The question is, if it is well documented that this kind of programs don’t work (don’t solve the problem) and that despite being programs genuinely “aimed” at being terminated once the problem is solved, they always manage to grow to be many times bigger (and more expensive) than initially envisaged, why the government keep designing and funding entitlement programs?
It is not clearly about solving the problems they “pretend” to solve.
Matthias
Oct 12 2023 at 7:24pm
For comparison: Germany still has a government owned bank named Kreditanstalt für Wiederaufbau (“Credit Institute for Reconstruction”) that was founded to alleviate the damage of the second world war.
Anything that money could do to fix those damages, money has long done. But that institute was never at risk of being wound down.
Germany also still has a special tax on sparkling wine on the books that was set up in 1902 to contribute to financing the naval arms race with the UK.
Jim Glass
Oct 12 2023 at 12:38pm
The late, great, Senator Daniel Patrick Moynihan, who crossed the political divides (in the days when that was possible) and was an architect of both the successful welfare reforms of the 1990s and the “saving” of Social Security in 1983, was once asked: Why is Social Security such a success and welfare such a failure, when they are both just cash transfers?
His answer was:
Welfare subsidies are paid to people before they learn to get a job, earn their own income, manage money, stay employed by not breaking the law, buy and manage their own assets, deal with family responsibilities, and so on — it insulates them from learning those things.

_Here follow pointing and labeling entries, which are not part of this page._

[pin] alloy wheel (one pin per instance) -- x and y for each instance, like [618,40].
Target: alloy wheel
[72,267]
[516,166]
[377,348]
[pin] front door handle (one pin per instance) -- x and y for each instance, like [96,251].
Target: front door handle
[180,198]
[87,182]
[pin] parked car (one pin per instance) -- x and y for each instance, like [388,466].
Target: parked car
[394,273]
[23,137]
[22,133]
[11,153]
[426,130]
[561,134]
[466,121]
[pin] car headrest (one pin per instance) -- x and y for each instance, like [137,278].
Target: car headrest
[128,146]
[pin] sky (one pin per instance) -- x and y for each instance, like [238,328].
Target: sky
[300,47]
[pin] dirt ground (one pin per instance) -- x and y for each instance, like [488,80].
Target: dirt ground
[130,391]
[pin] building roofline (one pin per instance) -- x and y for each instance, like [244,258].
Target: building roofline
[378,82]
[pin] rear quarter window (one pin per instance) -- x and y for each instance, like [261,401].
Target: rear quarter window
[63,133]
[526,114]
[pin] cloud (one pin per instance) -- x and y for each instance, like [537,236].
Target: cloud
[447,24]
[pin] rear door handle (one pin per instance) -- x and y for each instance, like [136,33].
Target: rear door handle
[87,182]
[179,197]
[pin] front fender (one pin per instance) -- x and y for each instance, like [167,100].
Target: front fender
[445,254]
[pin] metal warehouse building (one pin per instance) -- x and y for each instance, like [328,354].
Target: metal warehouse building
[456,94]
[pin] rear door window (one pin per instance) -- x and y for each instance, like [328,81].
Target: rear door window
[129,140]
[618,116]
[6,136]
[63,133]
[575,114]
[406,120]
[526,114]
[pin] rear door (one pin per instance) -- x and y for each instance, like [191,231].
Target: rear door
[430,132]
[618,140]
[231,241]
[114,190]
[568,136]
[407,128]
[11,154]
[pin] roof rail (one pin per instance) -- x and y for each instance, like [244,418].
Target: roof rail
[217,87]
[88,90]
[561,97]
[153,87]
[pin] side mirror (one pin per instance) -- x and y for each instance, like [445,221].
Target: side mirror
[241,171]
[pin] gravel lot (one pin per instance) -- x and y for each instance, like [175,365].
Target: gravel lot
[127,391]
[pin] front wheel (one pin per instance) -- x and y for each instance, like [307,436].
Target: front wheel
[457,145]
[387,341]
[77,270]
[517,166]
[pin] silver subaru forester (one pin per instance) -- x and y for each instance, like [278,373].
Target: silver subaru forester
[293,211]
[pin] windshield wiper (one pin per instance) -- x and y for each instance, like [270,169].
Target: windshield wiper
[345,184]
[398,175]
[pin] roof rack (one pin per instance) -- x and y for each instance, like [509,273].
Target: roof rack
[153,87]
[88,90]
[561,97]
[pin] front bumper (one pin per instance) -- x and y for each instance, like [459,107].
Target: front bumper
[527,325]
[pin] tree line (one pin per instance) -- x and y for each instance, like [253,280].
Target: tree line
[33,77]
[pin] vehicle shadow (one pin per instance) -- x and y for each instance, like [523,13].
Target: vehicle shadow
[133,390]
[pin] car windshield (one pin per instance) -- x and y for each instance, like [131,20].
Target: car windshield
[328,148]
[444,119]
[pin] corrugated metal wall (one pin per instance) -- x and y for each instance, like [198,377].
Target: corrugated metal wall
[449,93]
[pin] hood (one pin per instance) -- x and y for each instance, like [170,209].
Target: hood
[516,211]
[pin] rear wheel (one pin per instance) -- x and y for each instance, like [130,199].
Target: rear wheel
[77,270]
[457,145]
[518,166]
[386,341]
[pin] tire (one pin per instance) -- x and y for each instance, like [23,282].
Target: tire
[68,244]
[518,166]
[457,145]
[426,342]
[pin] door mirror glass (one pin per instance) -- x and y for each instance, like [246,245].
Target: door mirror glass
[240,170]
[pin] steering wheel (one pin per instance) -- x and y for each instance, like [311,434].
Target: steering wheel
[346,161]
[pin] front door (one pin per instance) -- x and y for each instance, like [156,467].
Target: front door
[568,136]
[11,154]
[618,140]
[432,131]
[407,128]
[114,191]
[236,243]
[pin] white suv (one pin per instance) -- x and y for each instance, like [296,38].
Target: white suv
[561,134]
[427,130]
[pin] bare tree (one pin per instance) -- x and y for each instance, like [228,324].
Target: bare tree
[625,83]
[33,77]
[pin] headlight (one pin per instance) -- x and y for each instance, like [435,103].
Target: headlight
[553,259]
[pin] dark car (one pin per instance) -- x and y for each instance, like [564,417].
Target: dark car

Social Security’s subsidies are paid to people only after they get a job and hold one for decades, requiring them to learn those things.
Economics isn’t just about money incentives, behavioral incentives can be much more important.
Warren Platts
Oct 15 2023 at 1:03am
My suggestion would be to simply manage for a tight labor market in order to drive up wages. This would of course require an end to mass immigration (a side effect is that slowing population growth would lower the demand for new housing) and tariffs and other measures to end the trade deficit and direct American demand to American producers.